1. Change the Space. Work together to map out a better design for the workspace, then start moving the furniture. If you can't effect such an
ambitious change, reconfigure the physical look of your meetings. Skip the big table and linear lines. Put chairs in a circle and see what happens, or head outside and let nature be your meeting place.
2. Create a Picture. Skips words in favor of visuals. As you and your colleagues are trying to define a problem, draw it out on a flipchart instead of writing it down. As you're scoping out an opportunity, again, opt for pictures over words. You'll end up engaging another part of your brain, leading to greater insight once you add in the words.
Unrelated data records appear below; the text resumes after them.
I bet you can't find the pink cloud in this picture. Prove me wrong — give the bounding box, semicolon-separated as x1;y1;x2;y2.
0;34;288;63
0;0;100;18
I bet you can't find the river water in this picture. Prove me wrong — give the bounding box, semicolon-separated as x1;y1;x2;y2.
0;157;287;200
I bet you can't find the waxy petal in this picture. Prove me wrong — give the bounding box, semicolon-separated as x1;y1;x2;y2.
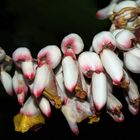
37;45;62;69
115;29;135;50
61;33;84;55
92;31;116;54
39;97;51;117
20;96;40;116
62;56;78;92
0;70;13;96
91;72;107;111
78;51;103;78
33;63;49;98
124;50;140;73
101;49;123;85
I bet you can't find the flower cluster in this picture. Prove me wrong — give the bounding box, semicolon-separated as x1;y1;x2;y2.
0;0;140;135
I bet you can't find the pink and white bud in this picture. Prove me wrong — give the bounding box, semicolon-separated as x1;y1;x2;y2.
61;99;79;135
39;97;51;117
111;29;123;37
125;96;139;115
55;71;68;104
62;56;78;92
113;1;137;13
61;33;84;55
115;29;136;50
12;47;35;80
78;51;103;78
32;63;49;98
20;96;40;116
107;92;124;122
0;70;13;96
124;77;140;115
37;45;62;69
100;49;123;85
96;2;116;20
91;72;107;111
124;47;140;73
92;31;116;54
12;70;28;95
17;92;26;105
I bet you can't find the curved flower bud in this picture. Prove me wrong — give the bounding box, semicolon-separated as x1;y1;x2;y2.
55;71;68;104
100;49;123;85
107;92;124;122
113;1;137;13
124;77;140;115
92;31;116;54
37;45;62;69
12;70;28;95
62;56;78;92
78;51;103;78
61;33;84;55
115;29;136;50
32;63;49;98
12;47;35;80
124;47;140;73
0;70;13;96
20;96;40;115
14;96;45;133
38;97;51;117
96;2;116;20
91;72;107;111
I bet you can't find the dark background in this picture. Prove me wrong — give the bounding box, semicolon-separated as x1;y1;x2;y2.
0;0;140;139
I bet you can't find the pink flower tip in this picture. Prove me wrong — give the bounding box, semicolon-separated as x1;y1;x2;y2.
24;72;35;80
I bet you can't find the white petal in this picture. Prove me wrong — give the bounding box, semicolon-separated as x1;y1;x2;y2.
17;92;26;105
20;96;40;115
115;30;135;50
33;64;49;97
96;3;116;20
113;1;137;12
78;51;103;78
61;33;84;55
21;61;35;80
0;70;13;96
124;51;140;73
12;70;28;95
92;31;116;54
101;49;123;85
91;72;107;111
62;56;78;92
37;45;62;69
39;97;51;117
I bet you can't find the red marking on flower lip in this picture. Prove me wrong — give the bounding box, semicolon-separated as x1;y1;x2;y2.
24;72;35;80
16;87;23;94
64;50;77;60
66;84;76;93
113;79;121;85
63;37;77;54
94;102;105;112
46;109;51;118
34;90;42;98
7;90;14;96
18;98;24;105
20;110;33;116
72;127;79;135
96;12;102;19
114;116;125;122
15;54;32;61
124;39;132;49
63;96;68;105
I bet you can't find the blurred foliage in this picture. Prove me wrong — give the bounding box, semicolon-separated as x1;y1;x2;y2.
0;0;111;56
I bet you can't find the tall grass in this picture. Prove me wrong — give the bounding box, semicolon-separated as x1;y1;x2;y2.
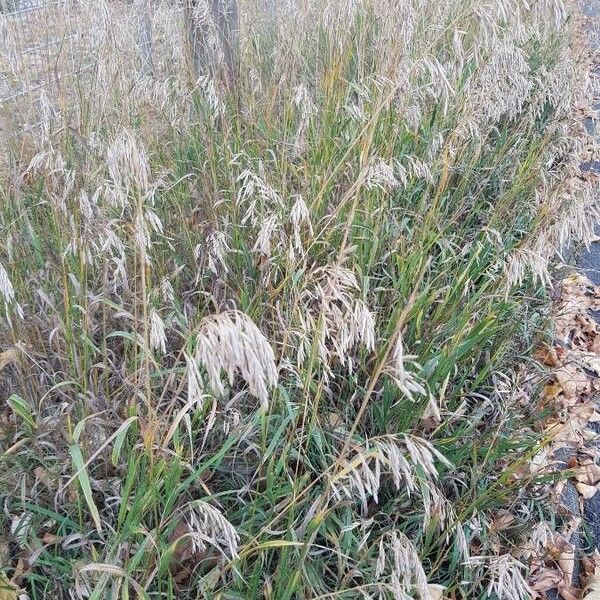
0;0;597;598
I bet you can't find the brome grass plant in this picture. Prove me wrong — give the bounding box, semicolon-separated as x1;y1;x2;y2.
0;0;598;598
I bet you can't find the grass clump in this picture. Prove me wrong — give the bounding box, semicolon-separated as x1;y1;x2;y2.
0;0;597;598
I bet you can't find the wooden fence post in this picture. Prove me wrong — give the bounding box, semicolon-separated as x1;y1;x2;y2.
184;0;238;86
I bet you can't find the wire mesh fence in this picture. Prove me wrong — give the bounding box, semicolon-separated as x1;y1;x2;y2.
2;0;84;136
0;0;197;142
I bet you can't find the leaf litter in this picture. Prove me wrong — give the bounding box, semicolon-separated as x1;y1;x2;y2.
527;272;600;599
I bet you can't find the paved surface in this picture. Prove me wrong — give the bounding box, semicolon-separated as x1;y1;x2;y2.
585;423;600;553
580;2;600;558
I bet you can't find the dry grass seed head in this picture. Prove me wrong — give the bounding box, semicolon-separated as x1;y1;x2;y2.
193;310;277;410
182;499;240;560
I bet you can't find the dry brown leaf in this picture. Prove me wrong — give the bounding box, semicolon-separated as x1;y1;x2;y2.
557;541;576;588
11;558;27;580
581;550;600;599
574;462;600;486
530;566;564;592
556;539;582;597
555;364;591;402
576;314;599;336
33;466;55;490
0;349;17;371
490;511;517;533
582;550;600;575
323;411;346;431
591;335;600;355
41;533;61;545
535;344;560;367
561;586;583;600
168;520;217;585
544;418;595;446
572;404;600;424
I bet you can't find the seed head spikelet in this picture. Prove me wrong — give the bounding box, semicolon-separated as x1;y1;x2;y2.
193;310;277;410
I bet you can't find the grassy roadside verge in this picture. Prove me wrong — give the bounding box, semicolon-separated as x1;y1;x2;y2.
0;1;598;598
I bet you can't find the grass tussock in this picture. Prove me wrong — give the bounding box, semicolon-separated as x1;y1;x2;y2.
0;0;598;598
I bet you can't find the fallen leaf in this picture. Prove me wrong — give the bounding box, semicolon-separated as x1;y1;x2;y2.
574;461;600;486
168;521;217;585
583;584;600;599
33;466;55;490
530;566;563;592
560;586;582;600
581;353;600;376
557;541;576;588
535;344;560;367
490;511;516;533
582;550;600;599
542;382;563;403
323;411;346;431
41;533;61;545
555;364;591;402
0;349;18;371
575;481;598;499
590;335;600;355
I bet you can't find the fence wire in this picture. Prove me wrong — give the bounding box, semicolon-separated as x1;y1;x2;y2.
0;0;193;140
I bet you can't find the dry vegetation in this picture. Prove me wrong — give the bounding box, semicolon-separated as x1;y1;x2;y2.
0;0;599;598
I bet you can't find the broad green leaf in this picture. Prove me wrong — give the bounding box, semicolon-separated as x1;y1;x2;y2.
69;445;102;532
111;416;138;467
6;394;35;431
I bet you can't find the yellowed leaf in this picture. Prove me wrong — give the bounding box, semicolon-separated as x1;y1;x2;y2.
541;382;563;402
0;574;19;600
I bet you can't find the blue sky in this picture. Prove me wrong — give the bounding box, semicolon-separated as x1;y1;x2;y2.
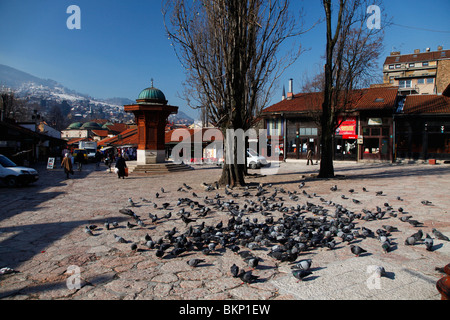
0;0;449;119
3. Share More Information. Reject that old approach of hoarding information, and replace it with an inclination to make everyone aware. Are you privy to the latest round of customer-survey data? Share it with your colleagues. Are you holding the results of the recent employee satisfaction survey? Share them, please. Are you aware of a brand-new product from a big competitor? Step forward and share the news. People always make smarter decisions when they're working with fuller information.
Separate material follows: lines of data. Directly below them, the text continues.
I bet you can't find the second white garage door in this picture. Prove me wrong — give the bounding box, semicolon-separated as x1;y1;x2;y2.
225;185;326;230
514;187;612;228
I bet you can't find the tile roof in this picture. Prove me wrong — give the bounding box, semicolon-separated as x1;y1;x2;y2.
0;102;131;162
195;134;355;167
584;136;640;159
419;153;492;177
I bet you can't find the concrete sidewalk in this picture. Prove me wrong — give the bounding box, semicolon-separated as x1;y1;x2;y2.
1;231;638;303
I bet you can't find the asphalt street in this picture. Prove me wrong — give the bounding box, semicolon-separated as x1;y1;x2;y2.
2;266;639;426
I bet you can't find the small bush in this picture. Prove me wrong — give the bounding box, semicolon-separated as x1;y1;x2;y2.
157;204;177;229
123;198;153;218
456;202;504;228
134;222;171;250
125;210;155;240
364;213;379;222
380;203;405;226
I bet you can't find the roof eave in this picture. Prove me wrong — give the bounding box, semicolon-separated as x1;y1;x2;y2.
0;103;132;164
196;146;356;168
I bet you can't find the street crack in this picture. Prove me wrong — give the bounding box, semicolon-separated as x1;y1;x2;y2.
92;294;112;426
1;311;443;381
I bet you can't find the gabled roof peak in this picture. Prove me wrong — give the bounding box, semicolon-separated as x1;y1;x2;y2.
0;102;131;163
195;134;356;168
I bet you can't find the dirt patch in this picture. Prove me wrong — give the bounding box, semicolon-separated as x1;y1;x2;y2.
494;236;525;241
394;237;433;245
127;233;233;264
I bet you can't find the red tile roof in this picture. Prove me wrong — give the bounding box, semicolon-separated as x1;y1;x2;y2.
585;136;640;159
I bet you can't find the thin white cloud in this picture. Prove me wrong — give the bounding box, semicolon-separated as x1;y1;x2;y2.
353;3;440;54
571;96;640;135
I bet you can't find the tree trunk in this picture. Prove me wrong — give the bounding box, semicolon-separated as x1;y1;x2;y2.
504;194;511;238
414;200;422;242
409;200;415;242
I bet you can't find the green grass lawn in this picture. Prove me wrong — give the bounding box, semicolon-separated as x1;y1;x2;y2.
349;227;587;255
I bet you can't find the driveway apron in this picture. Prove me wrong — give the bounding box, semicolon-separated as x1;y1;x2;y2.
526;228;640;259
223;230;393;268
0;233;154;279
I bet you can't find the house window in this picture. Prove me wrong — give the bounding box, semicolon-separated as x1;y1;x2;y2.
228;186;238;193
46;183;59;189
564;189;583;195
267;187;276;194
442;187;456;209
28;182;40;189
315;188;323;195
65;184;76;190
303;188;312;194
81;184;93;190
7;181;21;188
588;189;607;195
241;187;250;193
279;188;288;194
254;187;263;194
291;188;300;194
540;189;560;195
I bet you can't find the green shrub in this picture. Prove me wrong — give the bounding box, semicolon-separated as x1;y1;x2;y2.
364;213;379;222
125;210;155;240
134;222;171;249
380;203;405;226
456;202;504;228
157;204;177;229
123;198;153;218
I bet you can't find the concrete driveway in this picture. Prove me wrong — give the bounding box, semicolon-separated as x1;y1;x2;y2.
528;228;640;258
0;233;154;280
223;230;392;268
4. Move them Out. Have employees spend a day or two working in other areas and departments, trying other jobs (or at least observing), mingling with other people, and picking up good ideas. As soon as they return, have them brief co-workers on their top five findings.
5. Mix them Up. Bring people from different work areas into the same room. Start a dialogue by posing a simple question. (Examples: Which customers do we have in common, and how can we improve our service? How can we strength communication between our areas? What are our best practices?) The conversation will be slow to start, but as momentum grows, it will be difficult to stop.
6. Get with Customers. Spend time with the people who benefit from your work, whether they're internal customers or people on the outside. By observing, asking questions, and getting input, you'll gain new ideas while getting a renewed sense of mission.
7. Pay a Visit. Arrange to tour a nearby organization that's known as a great place to work. As long as you're not a competitor, they'll be happy to open the door and share their story. When you and your colleagues return, convert the visit into a set of high-priority actions that can be implemented right away.
8. Issue a Challenge. Give a group a difficult but doable mission that can becarried out in a week. Perhaps they work in a process that's calling for an overhaul -- so their challenge is to analyze the flow and craft a set of ready-to-implement improvements. Or maybe they're attached to a decade-old service or product -- so their task is to break free and develop an update that's years ahead of its time. A well-framed challenge can produce miracles.
9. Make It Easy. Serve as a group facilitator when people get together, or arrange for an outsider to fill this role. The word facilitate means to make easy. Good facilitators do just that, using tools and techniques to help people analyze situations, unload their ideas, think through all possibilities, weigh options, and reach decisions.
10. Take Your Time. Acknowledge the fact that all of the above requires an extra investment of time. Collective intelligence is about effectiveness rather than efficiency.